Now, after having discussed all these different ways of working with Reichenbach and Effetre colors, I am sure you still have the one “burning” questions: Does this work? And WHY?

 After Karen gifted me those two pieces of my “Initiation Rods”, I went to Seattle to Olympic Color Rods (www.glasscolor.com) – the Mecca for glassblowing colors. I bought ¼ kilo (the minimum amount you have to buy) of each shade of purple and pink I could find (the 12 you have seen above), and I played with the combination of these 96 COE colors and Effetre…adding more and more of the Reichenbach color, waiting for my beads to crack. Not a single one did.

On the Olympic Color Rods website it actually says: “Cane is in 96 COE range. May use ON TOP of Moretti glass as accent colors (no more than 20% of total glass for the bead).”

 Obviously, the statement that it can only be used on top of Moretti (Effetre) is not quite true – a lot of my beads in the gallery have petals made with Reichenbach underneath the encasing layer… it’s probably impossible to judge how much 20% is, but I doubt I have used anywhere near that much…

 

As big as my delight over this new universe of purples and pinks was, my curiosity was even bigger; so I called the ONE person I knew could explain the mystery: Loren Stump.

He almost laughed at me when I asked him “why on earth does this work” – he has been using Reichenbach (and Kugler and Zimmermann) I his Effetre-based work for a long time.

 

His answer was simple: "It’s not the COE that matters, but THE VISCOSITY."

I might be interpreting this wrong, but if the glass “feels” the same, it will work together. That pretty much defies all the rules we have been working “under” for all these years – but on the other hand, it explains why so many colors that have the same COE and SHOULD work together cause our beads to crack – like all those CIM shades of pink. They are all 104 COE, but they don’t feel the same, some are a lot stiffer than others….

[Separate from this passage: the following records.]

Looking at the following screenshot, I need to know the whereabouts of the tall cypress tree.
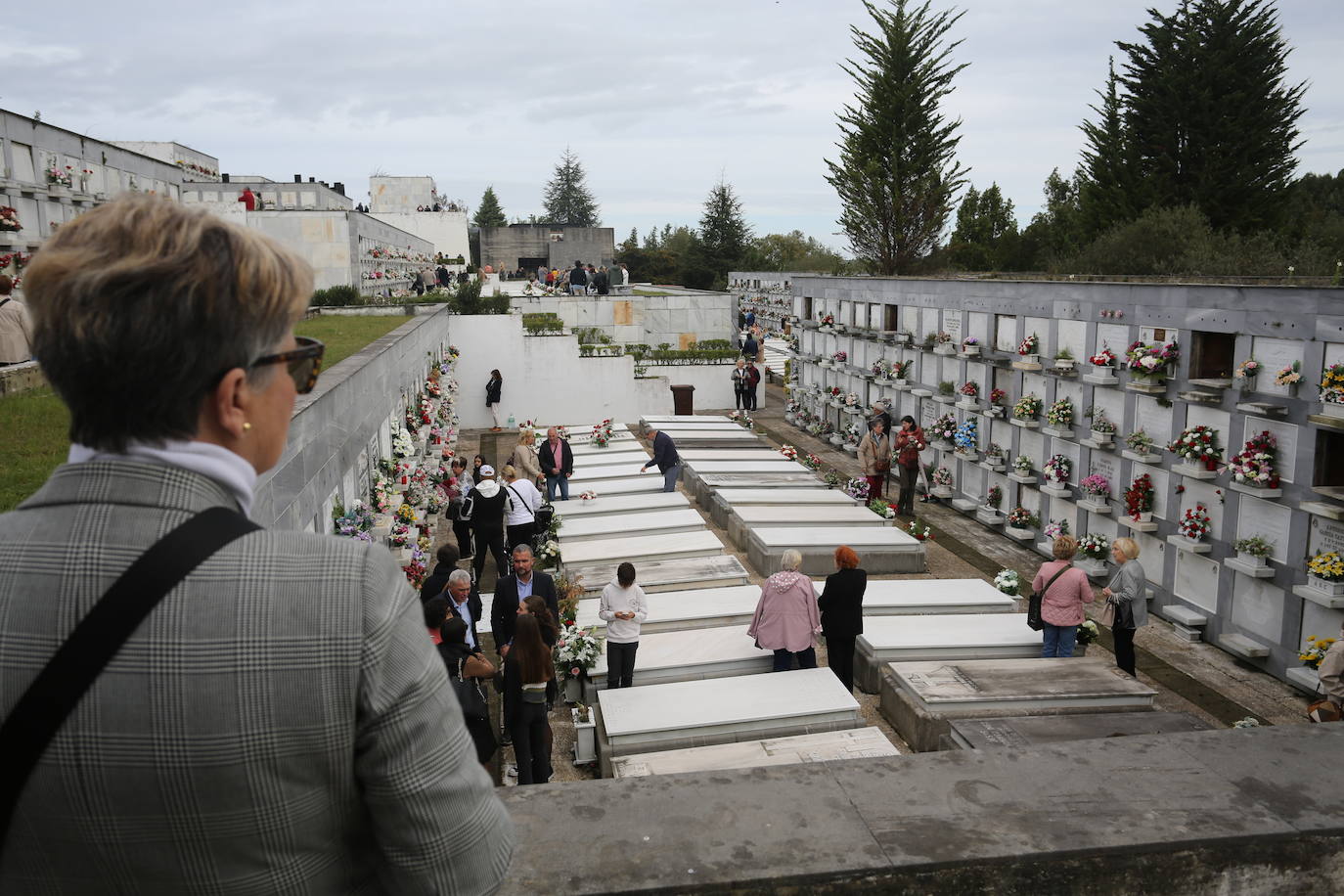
[1118,0,1307,231]
[827,0,966,274]
[471,186,508,227]
[542,147,603,227]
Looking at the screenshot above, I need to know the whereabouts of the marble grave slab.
[611,728,901,778]
[880,657,1157,751]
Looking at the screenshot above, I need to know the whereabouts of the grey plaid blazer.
[0,461,514,895]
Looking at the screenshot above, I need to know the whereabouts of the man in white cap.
[463,464,508,584]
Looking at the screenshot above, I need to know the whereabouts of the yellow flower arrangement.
[1307,551,1344,582]
[1297,638,1336,669]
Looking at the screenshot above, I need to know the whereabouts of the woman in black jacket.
[817,544,869,691]
[503,614,555,784]
[485,370,504,432]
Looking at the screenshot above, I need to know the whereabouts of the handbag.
[1027,562,1074,631]
[0,507,261,848]
[453,657,488,721]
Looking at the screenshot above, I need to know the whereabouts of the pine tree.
[542,147,603,227]
[1078,59,1150,238]
[827,0,966,274]
[471,186,508,227]
[698,180,751,282]
[1118,0,1307,233]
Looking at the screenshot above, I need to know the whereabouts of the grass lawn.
[294,314,410,370]
[0,388,69,514]
[0,314,410,514]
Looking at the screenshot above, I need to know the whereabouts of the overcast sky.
[0,0,1344,248]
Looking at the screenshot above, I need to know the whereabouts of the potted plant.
[1125,472,1154,522]
[1232,535,1275,567]
[1227,429,1279,492]
[995,569,1021,598]
[1017,334,1040,364]
[1176,504,1214,544]
[1012,392,1040,428]
[1307,551,1344,597]
[570,702,597,764]
[931,467,953,498]
[1167,424,1223,472]
[1232,357,1261,392]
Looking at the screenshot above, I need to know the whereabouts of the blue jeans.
[1040,622,1078,657]
[546,472,570,501]
[770,648,817,672]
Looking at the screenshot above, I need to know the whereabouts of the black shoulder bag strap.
[0,507,261,849]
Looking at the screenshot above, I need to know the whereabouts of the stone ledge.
[500,726,1344,896]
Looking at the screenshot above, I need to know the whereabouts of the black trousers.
[508,702,551,784]
[606,641,640,688]
[1110,626,1139,679]
[896,464,919,515]
[471,526,508,582]
[827,634,856,691]
[453,519,471,558]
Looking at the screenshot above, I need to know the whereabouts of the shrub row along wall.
[733,273,1344,688]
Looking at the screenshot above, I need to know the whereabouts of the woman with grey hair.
[1100,539,1147,677]
[747,548,822,672]
[0,194,514,893]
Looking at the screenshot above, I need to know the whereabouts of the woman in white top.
[504,464,542,550]
[597,562,648,688]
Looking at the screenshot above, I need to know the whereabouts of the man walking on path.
[640,428,682,492]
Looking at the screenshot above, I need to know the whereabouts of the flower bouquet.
[1176,504,1214,541]
[1307,551,1344,594]
[555,622,603,681]
[1046,398,1074,429]
[928,414,957,443]
[1227,429,1278,489]
[1078,532,1110,560]
[906,519,933,541]
[1008,504,1040,529]
[1297,638,1337,669]
[1040,454,1074,488]
[1125,472,1153,522]
[844,478,869,501]
[869,498,896,519]
[1078,472,1110,501]
[1012,392,1042,424]
[1167,424,1222,471]
[995,569,1021,598]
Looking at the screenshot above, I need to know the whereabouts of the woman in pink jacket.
[747,551,822,672]
[1031,535,1094,657]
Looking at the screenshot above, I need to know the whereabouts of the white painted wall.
[449,313,746,428]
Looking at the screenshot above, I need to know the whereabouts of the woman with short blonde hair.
[1031,535,1096,657]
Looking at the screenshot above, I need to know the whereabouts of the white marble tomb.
[560,508,705,542]
[853,612,1042,694]
[589,625,774,690]
[880,657,1156,751]
[598,669,863,777]
[611,728,901,778]
[560,526,723,568]
[574,585,761,634]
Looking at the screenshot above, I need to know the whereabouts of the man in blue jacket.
[640,428,682,492]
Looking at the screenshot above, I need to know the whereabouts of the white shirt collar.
[66,440,256,515]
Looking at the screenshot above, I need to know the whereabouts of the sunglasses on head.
[247,336,327,395]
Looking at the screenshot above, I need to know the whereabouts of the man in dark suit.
[421,543,463,604]
[491,544,560,657]
[536,426,574,501]
[448,569,482,649]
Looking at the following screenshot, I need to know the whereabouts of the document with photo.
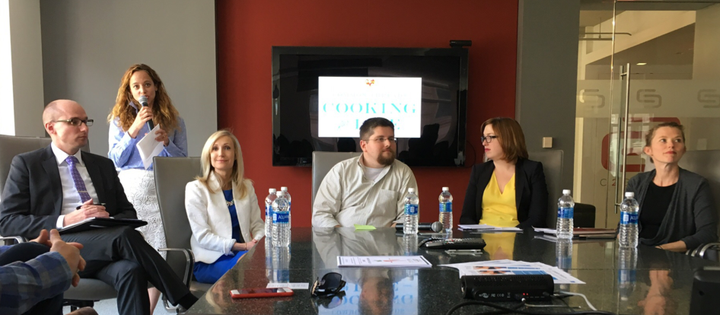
[440,259,585,284]
[338,256,432,268]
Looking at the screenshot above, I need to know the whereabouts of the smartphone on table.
[230,288,293,299]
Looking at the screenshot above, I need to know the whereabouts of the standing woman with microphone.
[108,64,188,314]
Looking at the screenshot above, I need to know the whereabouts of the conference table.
[187,228,718,315]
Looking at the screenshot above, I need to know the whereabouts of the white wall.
[0,0,45,136]
[40,0,217,156]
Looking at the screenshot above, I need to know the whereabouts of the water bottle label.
[440,202,452,212]
[405,205,420,215]
[618,269,636,283]
[273,212,290,224]
[620,211,638,225]
[558,207,573,219]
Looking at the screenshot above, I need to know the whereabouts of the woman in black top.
[460,117,548,229]
[626,122,717,252]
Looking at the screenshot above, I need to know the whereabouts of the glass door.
[574,1,720,228]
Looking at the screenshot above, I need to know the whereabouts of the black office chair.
[153,156,212,311]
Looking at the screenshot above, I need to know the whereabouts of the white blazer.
[185,173,265,264]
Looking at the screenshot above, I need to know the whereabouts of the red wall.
[216,0,518,226]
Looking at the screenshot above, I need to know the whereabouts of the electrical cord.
[446,300,615,315]
[559,291,597,311]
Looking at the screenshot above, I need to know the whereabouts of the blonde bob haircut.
[480,117,528,163]
[108,63,180,134]
[195,130,252,199]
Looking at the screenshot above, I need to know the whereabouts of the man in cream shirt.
[312,118,417,227]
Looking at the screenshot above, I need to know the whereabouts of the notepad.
[58,218,147,234]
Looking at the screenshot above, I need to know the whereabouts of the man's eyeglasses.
[55,118,93,127]
[312,272,345,296]
[368,137,397,144]
[480,136,498,143]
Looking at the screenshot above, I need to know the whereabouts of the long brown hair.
[480,117,528,163]
[108,63,180,134]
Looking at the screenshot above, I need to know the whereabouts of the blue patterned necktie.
[65,155,92,203]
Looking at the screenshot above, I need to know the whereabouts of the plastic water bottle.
[438,187,452,232]
[265,188,277,238]
[618,192,640,248]
[555,239,572,271]
[272,191,290,247]
[555,189,575,239]
[280,186,292,210]
[265,237,274,282]
[618,248,637,302]
[272,246,290,283]
[403,234,418,256]
[403,188,420,234]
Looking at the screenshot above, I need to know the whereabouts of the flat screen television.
[272,47,468,167]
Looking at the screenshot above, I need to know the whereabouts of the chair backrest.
[0,135,52,200]
[153,157,202,252]
[310,151,360,207]
[528,150,563,228]
[153,156,202,281]
[680,150,720,237]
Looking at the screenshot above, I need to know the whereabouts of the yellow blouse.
[480,171,520,227]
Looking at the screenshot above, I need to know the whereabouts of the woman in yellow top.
[460,117,548,228]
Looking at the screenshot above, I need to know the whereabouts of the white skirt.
[118,169,167,258]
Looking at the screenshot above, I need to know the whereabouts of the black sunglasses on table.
[312,272,345,296]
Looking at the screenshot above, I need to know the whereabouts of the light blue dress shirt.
[108,102,188,171]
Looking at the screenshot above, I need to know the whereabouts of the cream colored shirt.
[312,155,418,227]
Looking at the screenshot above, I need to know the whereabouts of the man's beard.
[378,151,395,166]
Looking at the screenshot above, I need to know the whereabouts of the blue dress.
[193,189,247,283]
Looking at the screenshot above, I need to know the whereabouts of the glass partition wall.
[574,0,720,228]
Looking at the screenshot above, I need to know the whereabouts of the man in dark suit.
[0,100,197,314]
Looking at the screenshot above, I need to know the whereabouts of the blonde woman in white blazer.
[185,130,265,283]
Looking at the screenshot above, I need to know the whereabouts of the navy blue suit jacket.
[0,146,137,238]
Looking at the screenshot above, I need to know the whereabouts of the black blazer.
[460,158,548,229]
[0,146,137,238]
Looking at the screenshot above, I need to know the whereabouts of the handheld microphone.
[138,95,155,130]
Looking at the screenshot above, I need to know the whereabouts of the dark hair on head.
[108,63,180,134]
[360,117,395,141]
[645,121,685,163]
[480,117,528,163]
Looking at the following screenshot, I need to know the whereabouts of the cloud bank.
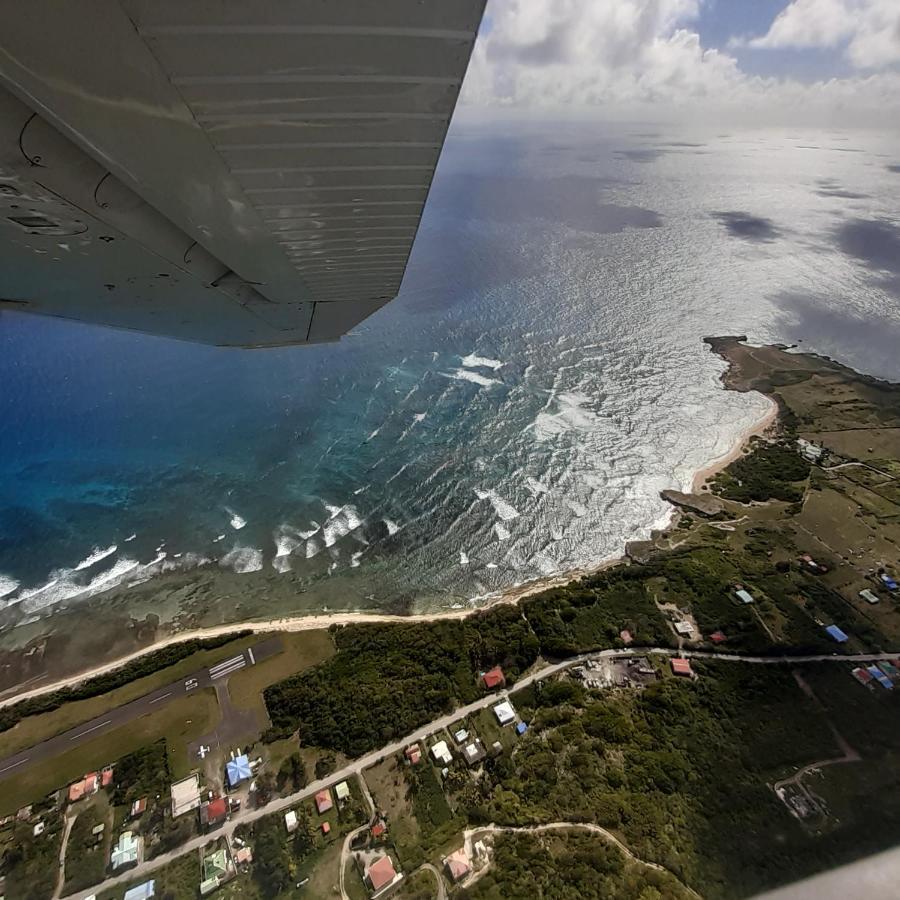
[463,0,900,126]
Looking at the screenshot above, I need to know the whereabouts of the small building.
[69,772,100,803]
[366,856,397,893]
[431,741,453,766]
[122,879,156,900]
[403,744,422,766]
[494,700,516,725]
[316,788,334,816]
[463,739,487,766]
[444,847,472,883]
[109,831,143,869]
[171,774,200,818]
[234,847,253,866]
[200,848,232,897]
[225,753,253,787]
[200,797,228,828]
[671,657,694,678]
[481,666,506,691]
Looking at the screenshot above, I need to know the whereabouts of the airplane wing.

Anyways, that’s the explanation our “glass guru” gave me, and so far, knock on glass, it worked. Not a single cracked or broken bead….I am having the most incredible “pink and purple dream” – and it looks like I won’t face a rude awakening…

 

Do you feel tempted  to give it a try? I asked Dave Hensley at Olympic Color Rods to put together a “sample kit” just for purple and pink transparent shades (so you don’t have to buy ¼ kilo of each color, if you just want to see the magic for yourself and find your favorite color). You get one rod of each shade – since the rods are of different diameter (some are more like fat stringers), the price of each bundle differs slightly, but it’s around $ 25. To be honest, I don’t have the foggiest idea how to order this special bundle and this point– the web-master at OCR is still on vacation and there won’t be a “buy now” button until he comes back in a couple of weeks. You can order (as I was told) by emailing them or calling, the order number of this “special  sampler-kit” is:

 R-CTTRANS

Once you get on the website, you will see how many colors of Reichenbach are available, both transparent and opaque. Karen is already knee-deep in testing greens, blues, oranges….just amazingly rich shades we have only dreamed about so far.

 

Karen’s bead below is made with Aquamarine, Violet Blue and Saffron and Gold Green in the leaf canes….

 

Not into flower beads? Here is a glimpse into one of my oceanbeads – the purple shines as “marine tubes”:

 

And one of my classic black and white strands with Hyacinth Violet R-14-C instead of the Effetre Rubino Oro I typically use:

Many thanks to Karen Fox for the “jumpstart” and her continuous challenging of my creativity -  and to Debby Gwaltney for the awesome graphics– and I hope this not really new “discovery” will add an incredible level of pizzazz  to YOUR beads…. Happy New Year to all of you – and May The Flame Be With You!